Retrograde access was achieved with a 21 gauge needle under fluoroscopic guidance with contrast medium injection and maximum magnification. After common plantar artery sticks, a 0.018-inch guide wire was deployed (V18), and a sheathless retrograde recanalization of the posterior tibial artery was performed, followed by rendezvous and engaging the antegrade BER II type catheter (Fig. 2D,E).

The procedure was completed by antegrade angioplasty and hemostasis of the retrograde access with a 0.014-inch wire (Pilot 200, Abbott Vascular) and a long balloon (3 × 220 mm, Bantam Alpha, Clearstream) (Fig. 2F).

In order to obtain complete revascularization, the pedal-plantar loop technique was performed through the lateral plantar artery and plantar arch, followed by retrograde recanalization of the pedal and anterior tibial arteries (Fig. 3A–C) with a 0.014-inch wire (Pilot 200) and a long balloon (3 × 220 mm, Bantam Alpha, Clearstream). Angioplasty was performed in an antegrade way.

Fig. 3
figure 3

A–C Pedal-plantar loop technique. A 0.014-inch guide wire was advanced through the lateral plantar artery and plantar arch. Retrograde recanalization of the pedal artery and anterior tibial artery was performed, followed by antegrade recanalization and angioplasty. D–F Angiographic control indicated patency of the all tibial and foot arteries

Full size image

The final angiographic result revealed complete recanalization of the limb, with patentcy of all tibial and foot arteries (Fig. 3D,F).

In the days that followed, an increase in TcPO2 to 56 mm Hg was observed. The patient underwent negative-pressure wound therapy and reconstructive orthopedic and surgical therapy by positioning internal–external fixation plus an autologous skin graft (Fig. 4A).

Fig. 4
figure 4

A Surgical and orthopedic treatment, with internal–external fixation plus skin grafting. B At 3 months’ follow-up, skin graft adhesion was evident. C At 6 months’ follow-up, the patient showed good clinical progression of the orthopedic treatment and the skin graft, with evident graft revascularization and adhesion. D, E At 9 months’ follow-up, after internal–external fixation removal, healing lesion with foot preservation was evident

Full size image

During the clinical follow-up, the patient had good hemodynamic compensation of the foot (TcPO2 of >50 mm Hg) and had good wound healing after 9 months (Fig. 4B–E).

Discussion

Depending on the stage of disease, several operative and nonoperative treatment options exist for diabetic patients with Charcot foot deformity. In the early stages, the most effective treatment is total contact cast application. In the advanced stage, surgical interventions are generally required for foot architecture reconstruction. However, recurrence of ulcer and infection is very likely after these surgical procedures, and if the lesion and infection reach the midfoot and hind foot region, a major amputation is usually required for treatment [10].

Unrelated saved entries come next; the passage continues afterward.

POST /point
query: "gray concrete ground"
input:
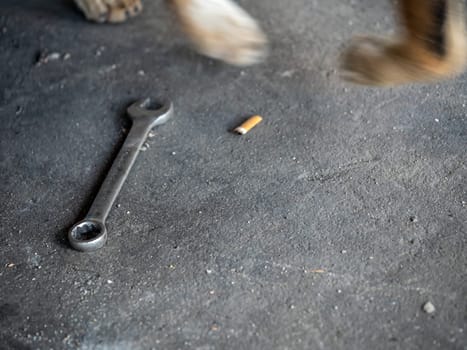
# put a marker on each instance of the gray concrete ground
(327, 227)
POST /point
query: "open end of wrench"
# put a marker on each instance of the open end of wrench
(157, 113)
(87, 235)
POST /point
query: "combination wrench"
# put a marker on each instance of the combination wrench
(90, 233)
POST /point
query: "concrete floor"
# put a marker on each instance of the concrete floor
(327, 227)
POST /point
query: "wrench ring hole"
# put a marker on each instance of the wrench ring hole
(152, 105)
(86, 231)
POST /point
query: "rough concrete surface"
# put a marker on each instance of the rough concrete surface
(330, 226)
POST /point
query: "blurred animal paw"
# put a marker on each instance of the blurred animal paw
(109, 10)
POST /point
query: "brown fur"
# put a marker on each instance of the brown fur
(431, 44)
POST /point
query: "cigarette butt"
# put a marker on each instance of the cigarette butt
(248, 125)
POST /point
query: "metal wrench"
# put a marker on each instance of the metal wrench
(90, 233)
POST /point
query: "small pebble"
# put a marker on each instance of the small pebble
(428, 307)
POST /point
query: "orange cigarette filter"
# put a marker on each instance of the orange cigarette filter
(248, 125)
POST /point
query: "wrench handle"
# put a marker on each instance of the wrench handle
(118, 172)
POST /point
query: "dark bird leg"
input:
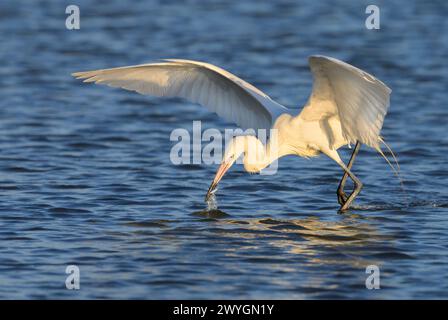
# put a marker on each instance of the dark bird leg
(342, 197)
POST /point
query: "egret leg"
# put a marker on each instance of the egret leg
(342, 197)
(356, 190)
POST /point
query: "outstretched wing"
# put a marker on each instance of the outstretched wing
(356, 97)
(220, 91)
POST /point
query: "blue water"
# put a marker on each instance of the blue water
(85, 176)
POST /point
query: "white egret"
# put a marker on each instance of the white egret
(346, 106)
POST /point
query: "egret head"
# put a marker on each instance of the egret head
(253, 151)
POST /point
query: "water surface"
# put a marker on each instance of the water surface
(85, 176)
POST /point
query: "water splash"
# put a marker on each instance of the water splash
(212, 203)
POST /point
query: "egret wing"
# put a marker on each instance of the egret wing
(218, 90)
(359, 99)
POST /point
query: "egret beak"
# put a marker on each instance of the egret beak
(225, 165)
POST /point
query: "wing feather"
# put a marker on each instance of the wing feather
(358, 99)
(218, 90)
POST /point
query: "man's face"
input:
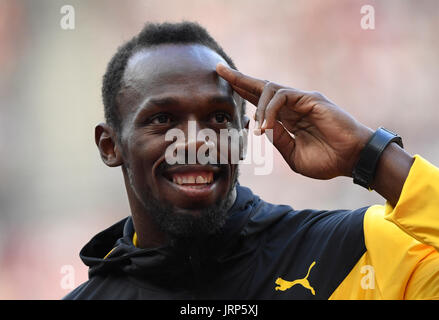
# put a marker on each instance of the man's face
(165, 87)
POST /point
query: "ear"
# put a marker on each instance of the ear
(244, 141)
(109, 149)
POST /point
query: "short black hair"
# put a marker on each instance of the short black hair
(152, 34)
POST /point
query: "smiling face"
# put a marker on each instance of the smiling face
(166, 87)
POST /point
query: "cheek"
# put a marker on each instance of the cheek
(144, 155)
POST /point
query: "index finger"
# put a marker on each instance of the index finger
(240, 80)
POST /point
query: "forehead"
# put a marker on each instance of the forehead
(177, 70)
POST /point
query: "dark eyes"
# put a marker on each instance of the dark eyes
(161, 118)
(221, 117)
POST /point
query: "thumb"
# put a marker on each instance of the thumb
(283, 141)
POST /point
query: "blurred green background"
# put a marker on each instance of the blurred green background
(55, 193)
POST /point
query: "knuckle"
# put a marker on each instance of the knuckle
(317, 95)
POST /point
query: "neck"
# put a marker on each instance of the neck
(149, 234)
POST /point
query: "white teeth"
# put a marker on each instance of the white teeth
(191, 179)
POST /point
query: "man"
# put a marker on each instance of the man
(195, 233)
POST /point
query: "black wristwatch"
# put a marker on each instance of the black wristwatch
(364, 170)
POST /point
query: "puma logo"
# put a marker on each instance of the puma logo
(284, 285)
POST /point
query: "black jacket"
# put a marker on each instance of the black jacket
(260, 244)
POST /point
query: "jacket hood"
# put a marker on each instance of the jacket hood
(112, 250)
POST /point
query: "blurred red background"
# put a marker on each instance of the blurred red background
(55, 193)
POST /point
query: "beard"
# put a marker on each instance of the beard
(180, 227)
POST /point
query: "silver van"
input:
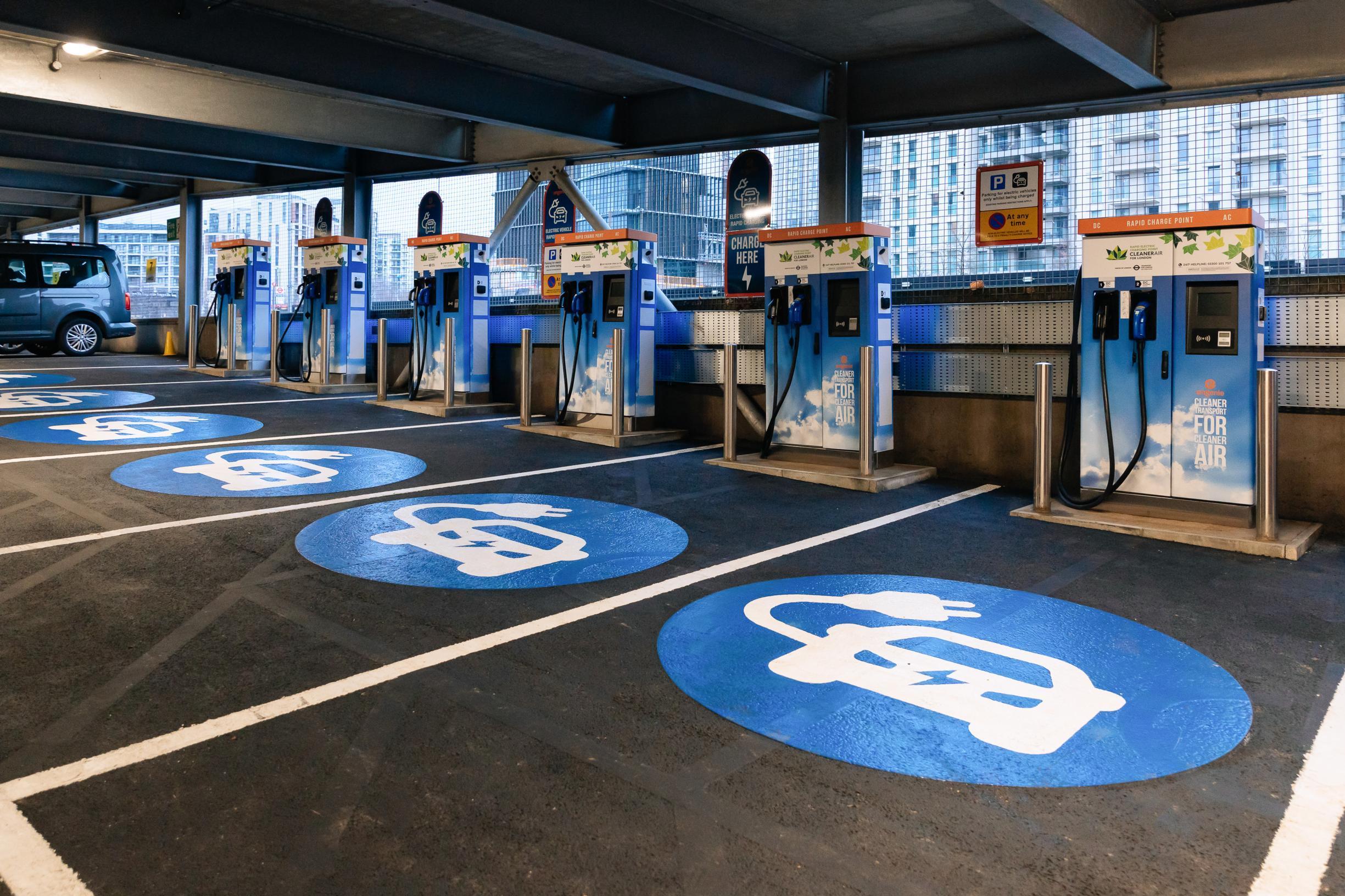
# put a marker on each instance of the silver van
(61, 296)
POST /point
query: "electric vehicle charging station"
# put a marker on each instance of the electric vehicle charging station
(334, 290)
(604, 390)
(243, 310)
(450, 326)
(1169, 332)
(829, 361)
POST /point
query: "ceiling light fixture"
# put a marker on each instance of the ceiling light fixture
(80, 49)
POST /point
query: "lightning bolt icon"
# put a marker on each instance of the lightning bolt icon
(943, 677)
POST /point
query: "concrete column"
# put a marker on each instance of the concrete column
(357, 209)
(88, 225)
(189, 257)
(840, 159)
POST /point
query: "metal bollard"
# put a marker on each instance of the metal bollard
(275, 345)
(382, 360)
(191, 337)
(448, 363)
(325, 345)
(867, 422)
(618, 384)
(1268, 454)
(525, 389)
(229, 335)
(731, 404)
(1041, 446)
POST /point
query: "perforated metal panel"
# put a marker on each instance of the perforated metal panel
(978, 372)
(711, 329)
(992, 323)
(507, 330)
(706, 366)
(1310, 383)
(1305, 321)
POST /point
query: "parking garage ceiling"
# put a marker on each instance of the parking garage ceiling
(241, 93)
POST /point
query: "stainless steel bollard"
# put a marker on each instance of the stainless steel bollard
(731, 402)
(325, 345)
(1041, 444)
(867, 422)
(382, 360)
(193, 311)
(618, 384)
(231, 359)
(525, 389)
(275, 345)
(1268, 455)
(448, 363)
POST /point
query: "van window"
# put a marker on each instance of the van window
(13, 272)
(74, 272)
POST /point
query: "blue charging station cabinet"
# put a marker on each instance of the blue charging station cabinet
(243, 284)
(337, 280)
(1173, 305)
(453, 283)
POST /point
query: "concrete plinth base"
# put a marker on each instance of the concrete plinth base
(1293, 542)
(326, 389)
(596, 436)
(433, 407)
(883, 479)
(226, 373)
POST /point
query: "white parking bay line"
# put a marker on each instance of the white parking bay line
(29, 865)
(330, 502)
(201, 732)
(1302, 845)
(187, 446)
(132, 410)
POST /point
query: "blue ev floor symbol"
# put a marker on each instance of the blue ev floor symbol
(492, 541)
(72, 400)
(264, 471)
(23, 381)
(954, 681)
(128, 428)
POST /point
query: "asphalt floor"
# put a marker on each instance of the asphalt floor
(565, 760)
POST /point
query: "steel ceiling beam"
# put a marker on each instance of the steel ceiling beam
(289, 52)
(37, 148)
(684, 47)
(16, 210)
(152, 89)
(45, 182)
(19, 115)
(1119, 37)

No data about the combination of Charcot foot deformity and CLI are available in the literature. However, diabetes represents an important risk factor for peripheral arterial disease and CLI [4, 8]. Infection and surgical intervention increase the requirements of blood flow for the foot to support wound healing. This fails if peripheral arterial disease is misdiagnosed or not treated.

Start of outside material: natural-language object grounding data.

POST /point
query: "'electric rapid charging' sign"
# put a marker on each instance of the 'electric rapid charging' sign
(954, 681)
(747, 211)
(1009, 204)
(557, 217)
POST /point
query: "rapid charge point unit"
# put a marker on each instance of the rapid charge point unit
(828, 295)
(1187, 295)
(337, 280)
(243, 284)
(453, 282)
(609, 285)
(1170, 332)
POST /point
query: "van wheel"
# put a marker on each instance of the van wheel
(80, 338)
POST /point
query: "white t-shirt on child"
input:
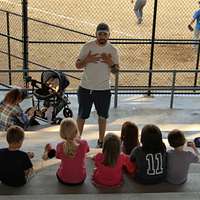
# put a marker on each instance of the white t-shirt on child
(178, 163)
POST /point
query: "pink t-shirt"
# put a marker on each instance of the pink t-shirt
(72, 170)
(111, 176)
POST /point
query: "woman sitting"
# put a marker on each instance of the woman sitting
(11, 112)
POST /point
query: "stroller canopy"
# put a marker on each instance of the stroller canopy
(63, 80)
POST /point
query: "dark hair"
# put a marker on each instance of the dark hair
(129, 136)
(111, 149)
(15, 134)
(151, 139)
(13, 97)
(176, 138)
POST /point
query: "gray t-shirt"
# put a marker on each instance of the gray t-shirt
(178, 163)
(96, 76)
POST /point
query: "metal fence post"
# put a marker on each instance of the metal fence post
(197, 65)
(116, 90)
(173, 89)
(8, 43)
(25, 39)
(152, 45)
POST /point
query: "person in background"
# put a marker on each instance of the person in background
(16, 166)
(179, 160)
(196, 17)
(138, 9)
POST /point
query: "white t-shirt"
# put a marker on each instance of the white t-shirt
(96, 76)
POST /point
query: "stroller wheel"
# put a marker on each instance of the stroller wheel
(57, 120)
(67, 112)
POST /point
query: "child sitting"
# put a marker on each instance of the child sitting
(15, 165)
(109, 163)
(178, 160)
(129, 137)
(72, 153)
(150, 157)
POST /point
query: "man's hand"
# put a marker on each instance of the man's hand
(92, 58)
(107, 58)
(114, 69)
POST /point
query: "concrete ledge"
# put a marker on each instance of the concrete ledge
(147, 196)
(44, 182)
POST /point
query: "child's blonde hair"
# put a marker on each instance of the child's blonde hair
(68, 131)
(111, 149)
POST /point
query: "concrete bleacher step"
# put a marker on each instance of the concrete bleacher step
(122, 196)
(44, 182)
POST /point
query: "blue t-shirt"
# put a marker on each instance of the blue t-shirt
(196, 16)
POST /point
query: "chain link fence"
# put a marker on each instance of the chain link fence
(58, 29)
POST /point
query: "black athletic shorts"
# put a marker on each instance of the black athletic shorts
(100, 98)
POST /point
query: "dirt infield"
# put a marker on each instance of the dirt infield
(172, 19)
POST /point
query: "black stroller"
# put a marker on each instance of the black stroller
(51, 91)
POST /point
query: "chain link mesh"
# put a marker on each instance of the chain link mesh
(76, 21)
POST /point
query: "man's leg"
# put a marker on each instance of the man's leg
(136, 9)
(196, 37)
(102, 128)
(80, 123)
(102, 105)
(85, 105)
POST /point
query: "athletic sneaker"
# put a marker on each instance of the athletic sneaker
(139, 21)
(99, 144)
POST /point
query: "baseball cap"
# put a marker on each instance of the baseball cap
(103, 27)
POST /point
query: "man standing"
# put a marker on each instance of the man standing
(138, 9)
(98, 58)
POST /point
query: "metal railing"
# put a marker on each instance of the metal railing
(117, 89)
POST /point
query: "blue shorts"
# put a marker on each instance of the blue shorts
(100, 98)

In our opinion, in complex cases like this, revascularization therapy should be considered when CLI is present. It should be as complete as possible, with all tibial vessels recanalized, to guarantee the necessary blood flow for supporting surgical intervention, thus avoiding new infections.

Nevertheless, for bone and articular deformities, endovascular treatment may be very difficult as a result of the tortuosity of the occluded arteries; a combination of more and aggressive technical strategies could be required.

Here we presented a case of advanced stage Charcot foot, with bone deformity and infection, in a patient with CLI. The patient underwent endovascular recanalization, surgical and orthopedic treatment, and skin graft, with limb salvage and wound healing. We conclude that patients with Charcot foot deformity can be affected by CLI and that revascularization therapy is necessary to support surgical and orthopedic treatment, thus avoiding amputation and leading to limb and foot salvage.